Wenn der Mensch das Ebenbild Gottes ist, ist er dann nicht der einzige Spiegel, in dem Gott sich erkennen läßt? Vor dem Urteil über das Handeln eines Menschen steht die Frage, ob ich, wenn ich an seiner Stelle gewesen wäre, anders hätte handeln können. Nur über das Verständnis des Andern, Voraussetzung jeder Selbstreflexion, ist die eigene Blindheit aufzulösen. -
23.12.1996
Ist der „Seitenblick“ der Sturz vom Tempel, und wird das telos dieses Sturzes nicht aufs genaueste beschrieben in dem fahrenden Zug, dem frei fallenden Fahrstuhl und in dem Planckschen Hohlraum? Verweist der Sturz von der Zinne des Tempels auf den Bann des Objektbegriffs?
Haben die drei Versuchungen Jesu etwas mit den drei Leugnungen Petri zu tun? Haben nicht die Kirchenväter Steine in Brot zu verwandeln versucht, ist nicht die Scholastik der Verführung der Weltherrschaft erlegen, und hat nicht die Aufklärung sich von der Zinne des Tempels gestürzt? Und sind die beiden letzten Leugnungen/Versuchungen nicht austauschbar (war nicht der scholastische Universalismus schon der Sturz von der Zinne des Tempels, und hat nicht die Aufklärung den Grund für eine neue Gestalt der Weltherrschaft gelegt?
Die Naturwissenschaften beantworten nur die Frage nach dem Wie, nicht die Frage nach dem Was.

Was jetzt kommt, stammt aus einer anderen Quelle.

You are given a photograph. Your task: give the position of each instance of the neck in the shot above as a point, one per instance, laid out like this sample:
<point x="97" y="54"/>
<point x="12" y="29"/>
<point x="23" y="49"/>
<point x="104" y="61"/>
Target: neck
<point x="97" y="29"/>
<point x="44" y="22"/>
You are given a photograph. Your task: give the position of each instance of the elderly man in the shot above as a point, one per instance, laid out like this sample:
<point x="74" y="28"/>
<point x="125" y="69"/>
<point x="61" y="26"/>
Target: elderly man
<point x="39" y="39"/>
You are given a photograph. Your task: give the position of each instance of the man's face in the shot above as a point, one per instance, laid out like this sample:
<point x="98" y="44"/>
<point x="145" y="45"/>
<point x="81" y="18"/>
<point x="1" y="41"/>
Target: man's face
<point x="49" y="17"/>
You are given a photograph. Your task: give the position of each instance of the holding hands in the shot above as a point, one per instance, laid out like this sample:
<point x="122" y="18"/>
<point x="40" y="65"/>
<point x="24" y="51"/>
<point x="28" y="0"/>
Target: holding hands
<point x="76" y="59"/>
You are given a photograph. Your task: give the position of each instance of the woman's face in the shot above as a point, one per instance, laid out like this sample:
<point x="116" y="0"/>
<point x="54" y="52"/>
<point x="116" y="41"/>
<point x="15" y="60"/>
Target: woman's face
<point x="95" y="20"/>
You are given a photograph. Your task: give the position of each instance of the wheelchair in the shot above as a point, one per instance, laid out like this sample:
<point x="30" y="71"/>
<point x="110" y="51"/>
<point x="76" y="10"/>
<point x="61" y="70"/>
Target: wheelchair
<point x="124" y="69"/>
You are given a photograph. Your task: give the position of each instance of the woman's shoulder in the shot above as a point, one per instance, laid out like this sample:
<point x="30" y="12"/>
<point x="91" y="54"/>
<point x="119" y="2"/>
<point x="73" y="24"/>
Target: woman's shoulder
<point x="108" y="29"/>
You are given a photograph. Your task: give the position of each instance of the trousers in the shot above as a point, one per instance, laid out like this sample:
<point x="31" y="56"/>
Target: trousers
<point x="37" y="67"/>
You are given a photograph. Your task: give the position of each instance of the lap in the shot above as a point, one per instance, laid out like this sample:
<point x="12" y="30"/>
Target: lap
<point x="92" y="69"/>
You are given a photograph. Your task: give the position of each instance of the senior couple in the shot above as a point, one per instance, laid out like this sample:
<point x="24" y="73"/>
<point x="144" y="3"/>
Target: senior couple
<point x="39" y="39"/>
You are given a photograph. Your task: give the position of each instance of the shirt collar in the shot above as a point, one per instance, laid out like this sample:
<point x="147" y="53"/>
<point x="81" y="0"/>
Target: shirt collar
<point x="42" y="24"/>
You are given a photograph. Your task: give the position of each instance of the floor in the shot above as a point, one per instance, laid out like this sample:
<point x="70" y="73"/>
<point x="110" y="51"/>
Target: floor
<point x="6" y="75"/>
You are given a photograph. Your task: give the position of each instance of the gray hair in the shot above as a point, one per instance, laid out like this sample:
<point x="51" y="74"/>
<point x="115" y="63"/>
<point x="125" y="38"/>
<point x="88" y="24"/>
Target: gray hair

Hegel, Hölderlin und Schelling haben sich mit der Parole „Reich Gottes“ in Tübingen getrennt. Sie haben vergessen, daß das Reich Gottes auch das Himmelreich ist.

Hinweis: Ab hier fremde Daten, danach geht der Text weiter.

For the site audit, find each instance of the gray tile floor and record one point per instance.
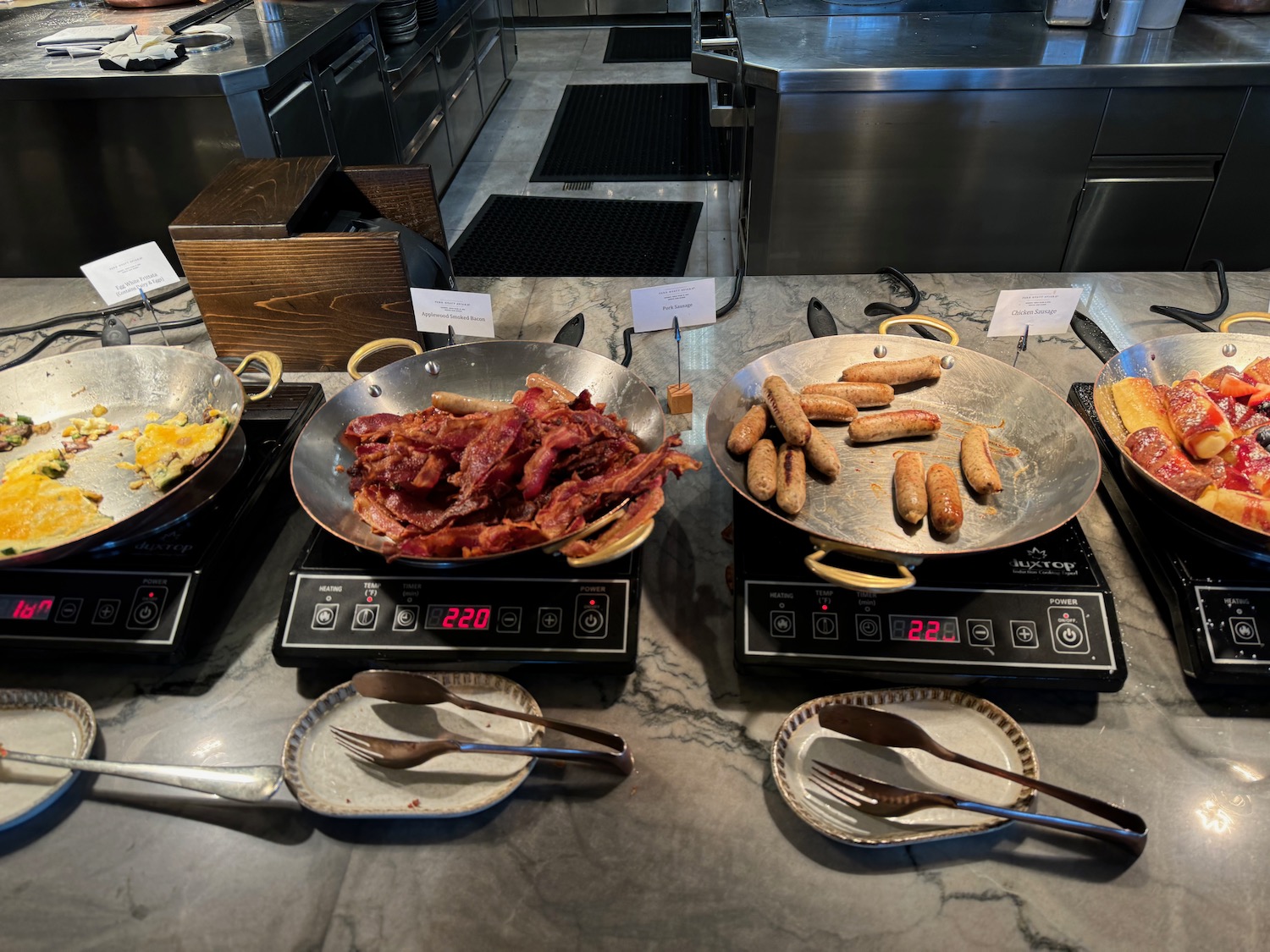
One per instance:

Ist das Planetensystem (das System der Wege des Irrtums) die Ursprungsgestalt des Inertialsystems?
Gibt es einen Zusammenhang der Geschichte der mittelalterlichen Engellehre (der Lehre von den Engelhierarchien) mit der Geschichte der Fälschungen im Mittelalter, sind nicht beide schon durch den Namen des Pseudodionysius mit einander verknüpft?

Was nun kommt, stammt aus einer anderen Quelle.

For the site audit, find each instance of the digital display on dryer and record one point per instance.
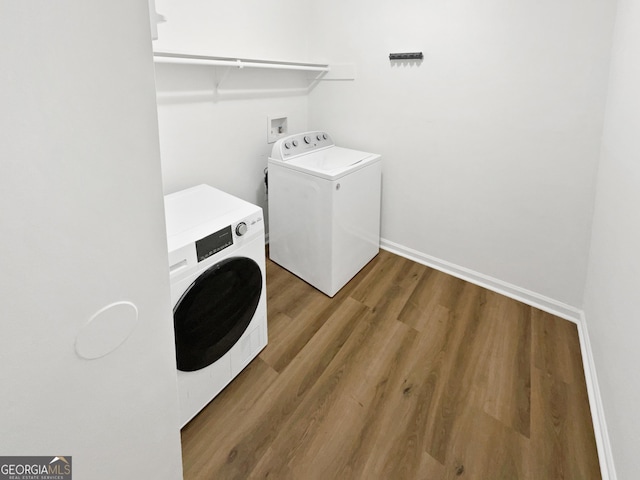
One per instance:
(212, 244)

Die Einstein’schen Relativitätstheorien sind Konstrukte, die die Naturwissenschaften im Kern angreifen: die spezielle Relativitätstheorie das Prinzip der Reversibilität aller Richtungen im Raum, und damit den Raum selber, und die allgemeine Relativitätstheorie die Subsumtion der Zukunft unter die Vergangenheit, und damit die den Naturwissenschaften zugrunde liegende Zeitvorstellung?
Zielt nicht der Unschuldstrieb auf die Leugnung des Jüngsten Gerichts? Jedoch: Nicht die Unschuld, sondern die Barmherzigkeit triumphiert über das Gericht. Der Unschuldstrieb mobilisiert die Rechtfertigungszwänge, die zu den beschleunigenden Kräften des fallenden Fahrstuhls gehören, während die Barmherzigkeit den Schleier des Verblendungszusammenhangs, dem der Unschuldstrieb verfallen ist, zerreißt. Die Barmherzigkeit ist der Anfang der Erfüllung des Wortes „Emitte spiritum tuum et renovabis faciem terrae“.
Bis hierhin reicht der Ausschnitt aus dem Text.